In 1867, the Synod of Virginia was considering whether “coloured people…should not be ordained to the full work of the Gospel ministry, simply because they belong to the negro race.” Dabney gave an impassioned address to the Synod on “The Ecclesiastical Equality of Negro Preachers in Our Church.” In the address, he claims that a providential, “insuperable difference of race, made by God and not by man, and of character, and social condition, makes it plainly impossible for a black man to teach and rule white Christians to edification.” For Dabney, the stakes were high: “[E]very hope of the existence of Church, and of State, and of civilization itself, hangs upon our arduous effort to defeat the doctrine of negro suffrage.” This blatant blind spot of Dabney’s was worth mentioning in Garris’s article. It also makes one question just how far the Bible goes, and how far one construes the Bible as going in this area.
Mr. Garris replies:
Mr. Whealton notes that my article does not mention the “extension” of biblical hierarchy to Dabney’s “racist views,” specifically citing Dabney’s opposition to black suffrage and the ordination of blacks as ministers in white churches. There are two issues raised in Mr. Whealton’s response. The first is whether biblical hierarchy extends to racial hierarchy. The Bible does not specifically address this. Though the Bible affirms that all humans are made in God’s image (Genesis 1:27) and that Jesus redeems people from every nation (Revelation 5:9), there is nothing in Scripture that teaches that all men are created equal. Dabney’s opinions about blacks reflect the thought of his time, but they are not rooted in Scripture as something like male headship in marriage is.
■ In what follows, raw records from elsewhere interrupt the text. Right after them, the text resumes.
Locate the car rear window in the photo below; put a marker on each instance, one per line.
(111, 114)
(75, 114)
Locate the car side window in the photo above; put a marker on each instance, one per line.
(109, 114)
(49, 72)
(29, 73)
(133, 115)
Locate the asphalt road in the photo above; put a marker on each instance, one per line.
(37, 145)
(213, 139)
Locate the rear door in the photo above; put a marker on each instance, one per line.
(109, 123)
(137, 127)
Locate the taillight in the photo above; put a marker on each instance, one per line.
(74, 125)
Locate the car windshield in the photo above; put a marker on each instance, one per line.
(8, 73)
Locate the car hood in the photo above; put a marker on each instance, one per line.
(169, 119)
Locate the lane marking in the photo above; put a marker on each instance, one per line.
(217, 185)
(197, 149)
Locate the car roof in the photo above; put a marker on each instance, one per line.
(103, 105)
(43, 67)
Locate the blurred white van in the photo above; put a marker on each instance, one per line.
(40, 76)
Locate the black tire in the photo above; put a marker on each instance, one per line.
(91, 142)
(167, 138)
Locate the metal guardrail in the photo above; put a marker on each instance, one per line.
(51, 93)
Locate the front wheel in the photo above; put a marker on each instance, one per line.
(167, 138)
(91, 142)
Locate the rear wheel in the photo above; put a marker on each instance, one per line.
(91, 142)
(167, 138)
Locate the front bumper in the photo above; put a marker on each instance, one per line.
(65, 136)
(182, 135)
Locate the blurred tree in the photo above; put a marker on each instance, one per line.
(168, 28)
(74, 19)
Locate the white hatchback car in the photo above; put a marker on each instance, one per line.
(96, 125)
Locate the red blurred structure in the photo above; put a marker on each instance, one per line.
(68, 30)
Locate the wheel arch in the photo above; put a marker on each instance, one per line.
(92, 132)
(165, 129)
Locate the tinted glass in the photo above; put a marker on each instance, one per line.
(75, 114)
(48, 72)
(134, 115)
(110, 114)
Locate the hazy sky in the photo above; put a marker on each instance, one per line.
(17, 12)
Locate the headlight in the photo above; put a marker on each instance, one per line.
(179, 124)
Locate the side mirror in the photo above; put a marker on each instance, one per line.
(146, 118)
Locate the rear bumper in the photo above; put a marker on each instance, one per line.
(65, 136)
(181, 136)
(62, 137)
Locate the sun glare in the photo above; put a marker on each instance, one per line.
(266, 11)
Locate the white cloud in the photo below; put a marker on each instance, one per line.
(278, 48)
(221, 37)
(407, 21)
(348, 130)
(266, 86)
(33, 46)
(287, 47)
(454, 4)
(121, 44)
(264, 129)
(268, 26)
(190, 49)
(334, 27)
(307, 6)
The second issue raised in Mr. Whealton’s response is whether we should judge dead men by current political standards. The establishment gatekeepers seek to impose such standards and thus prevent us from learning from genuine conservative figures like Dabney. But will they be consistent and attack America’s anti-egalitarian Founders? If we are to condemn Dabney for his opposition to black suffrage, then consistency demands that we also condemn everyone who did not support black suffrage, including George Washington, Thomas Jefferson, and Abraham Lincoln. None of these men supported extending the vote to blacks. Even the 19th-century feminist and social democrat John Stuart Mill opposed extending suffrage to the illiterate or those who lived on public assistance, a standard that would have included almost all the blacks to whom Dabney refused to extend the vote. Moreover, Dabney opposed black suffrage in the South for the same reason his Northern occupants favored it, as black suffrage would have had serious political consequences for many Southern states.